Между нашими с отцом комнатами была дверь, которой никогда не пользовались, с отцовской стороны ее загораживал книжный стеллаж, с моей — платяной шкаф. Что угодно я собирался делать, только не подслушивать, но все равно слышал голоса. Они смутно доносились в мою комнату, понятно было только, что за стеной люди. Отцовский голос звучал отчетливее других, но и его я разобрать не мог. Бывало, он приводил кого-нибудь из бильярдной перекинуться в карты, но можно ли представить его за карточной игрой в такие-то дни?

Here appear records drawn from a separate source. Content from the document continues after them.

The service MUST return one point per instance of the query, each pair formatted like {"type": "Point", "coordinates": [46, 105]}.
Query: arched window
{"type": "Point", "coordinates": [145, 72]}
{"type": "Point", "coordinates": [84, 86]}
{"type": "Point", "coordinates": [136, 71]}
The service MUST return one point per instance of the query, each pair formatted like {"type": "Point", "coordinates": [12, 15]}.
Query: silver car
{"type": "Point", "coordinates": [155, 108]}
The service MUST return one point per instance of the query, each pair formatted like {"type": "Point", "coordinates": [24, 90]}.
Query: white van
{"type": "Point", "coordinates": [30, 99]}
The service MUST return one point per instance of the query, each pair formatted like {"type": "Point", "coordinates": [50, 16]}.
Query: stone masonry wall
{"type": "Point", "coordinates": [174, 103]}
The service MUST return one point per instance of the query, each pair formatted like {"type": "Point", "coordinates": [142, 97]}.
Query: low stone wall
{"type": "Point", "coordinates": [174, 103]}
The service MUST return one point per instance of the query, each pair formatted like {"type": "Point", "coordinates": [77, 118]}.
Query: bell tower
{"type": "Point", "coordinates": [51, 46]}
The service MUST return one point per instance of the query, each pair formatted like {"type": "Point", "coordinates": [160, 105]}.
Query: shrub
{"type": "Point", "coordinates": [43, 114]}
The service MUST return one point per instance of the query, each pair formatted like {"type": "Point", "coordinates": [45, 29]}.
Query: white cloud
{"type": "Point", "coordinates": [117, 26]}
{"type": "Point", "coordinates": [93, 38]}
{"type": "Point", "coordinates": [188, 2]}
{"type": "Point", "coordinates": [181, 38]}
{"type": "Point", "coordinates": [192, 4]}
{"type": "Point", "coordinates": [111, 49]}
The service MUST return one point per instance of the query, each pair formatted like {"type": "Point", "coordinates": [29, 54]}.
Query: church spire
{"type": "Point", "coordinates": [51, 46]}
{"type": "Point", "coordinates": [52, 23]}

Однажды, когда мне было одиннадцать лет, я услышал среди ночи громкий женский смех за стеной. Шкаф с моей стороны двери еще не стоял, звук проникал сюда свободно. Отец требовал тишины, хотя сам говорил очень громко. Женщина в нашей квартире, ночью — немыслимо, какой уж тут сон. Они зашептались, но сквозь шепот прорывались то смех, то хихиканье, будто отец ее щекочет. В замочной скважине темно, и светлее не стало, когда я попытался поковырять ее карандашом. Пришлось мне пуститься на рискованное предприятие, то есть выйти в коридор к скважине его собственной двери. Как сейчас помню, на всякий пожарный я натянул штаны. В коридоре горел свет. Не успел я сделать и двух шагов, как произошло невероятное: отцовская дверь отворилась и голая женщина вышла из комнаты, видимо, в ванную. Лицо ее, несмотря на седые волосы, показалось мне очень красивым. Открывая дверь, она обернулась к отцу, а потому заметила меня, лишь пройдя чуточку вперед. Испугалась и шлепнула себя по губам, но беззвучно. Грудь у нее была неописуемо велика, прежде я никогда не видал женскую грудь, только на картинках. Мы довольно долго стояли друг против друга, но я так и не отважился перевести взгляд с верхней части ее тела на нижнюю. Наконец, улыбаясь и нисколечко не стыдясь, она сказала, что мне, верно, не спится. Кивнув в подтверждение, я улепетнул в свою комнату. Спустя несколько мгновений к моей кровати подошел отец. Гладил меня по голове и вообще вел себя так, будто старается утешить в горе. На нем одни штаны, пахнет водкой. Вдруг мне пришло в голову, что та женщина и есть моя мама, а история про ее смерть — чистой воды обман. Спросил у отца, но тот обнял меня и прошептал, мол, не надо пороть такую жуткую чепуху.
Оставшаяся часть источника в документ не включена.